When ran the script will use the SLURM_ARRAY_TASK_ID
to pull out the values for each job array element. As this script demonstrates, the task id can be used to access any number of arbitrary command, arguments, scripts, files, etc, making job arrays a very powerful feature for parallelizing tasks requiring no intercommunication between each task.
Using $SLURM_ARRAY_TASK_ID To Process A List Of Items Given a list of items, one per line in a file, it’s easy to use an array to process each item. Note that it’s also possible to adjust which lines get processed with the array specification. For instance, If you only wanted to process lines 100 - 120, simply use –array=100-120. The list could be as simple as a list of files prepared by ls -1 > mylistfofiles.txt or as complicated as a list of full command lines to execute in individual jobs.
This is line 1.
And now we have line 2.
After 1 and 2 comes line 3.
2 + 2 is 4.
5 is a prime number.
A hexagon has 6 sides.
"Prime 7 is." (Yoda during a short stint as a math teacher.)
There are only 10 kinds of people, those who understand octal and ... nevermind.
###ShellExample
#!/bin/bash
#SBATCH --job-name=ArrayLinesFromFileExample
#SBATCH --time=10:00
#SBATCH --nodes=1
#SBATCH --ntasks=1
#SBATCH --array=1-8
# Print some job information
echo
echo "My execution hostname is: $(hostname -s)."
echo "I am job $SLURM_JOB_ID, a member of the job array $SLURM_ARRAY_JOB_ID"

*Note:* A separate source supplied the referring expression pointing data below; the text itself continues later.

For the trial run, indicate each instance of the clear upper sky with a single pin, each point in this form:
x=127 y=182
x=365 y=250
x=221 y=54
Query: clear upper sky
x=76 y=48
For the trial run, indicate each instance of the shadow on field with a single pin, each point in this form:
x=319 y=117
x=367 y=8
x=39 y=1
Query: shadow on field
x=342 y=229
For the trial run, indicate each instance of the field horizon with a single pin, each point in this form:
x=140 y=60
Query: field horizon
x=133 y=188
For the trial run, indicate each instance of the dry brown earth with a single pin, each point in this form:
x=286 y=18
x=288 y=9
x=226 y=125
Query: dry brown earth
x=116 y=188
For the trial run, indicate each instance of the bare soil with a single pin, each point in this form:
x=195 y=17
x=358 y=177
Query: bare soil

echo "and my task ID is $SLURM_ARRAY_TASK_ID"
echo
# We expect this file to be in the working directory. Use full path if it's not.
value=$(sed -n "${SLURM_ARRAY_TASK_ID}p" array_lines.txt)
echo "command ${value}"
Advanced Array Specifications
The --array=
specification can takes on some additional syntax which makes it even more useful. Some examples:
--array=0-100:4
: Results in array task IDs of 0,4,8,12,16,…100--array=0-50%5
: Results in 51 tasks numbered 0-50 but limits them to now more than 5 running tasks at any one time.--array=2,34,5,6,89,1,23
: Creates specifically numbered tasks from the list.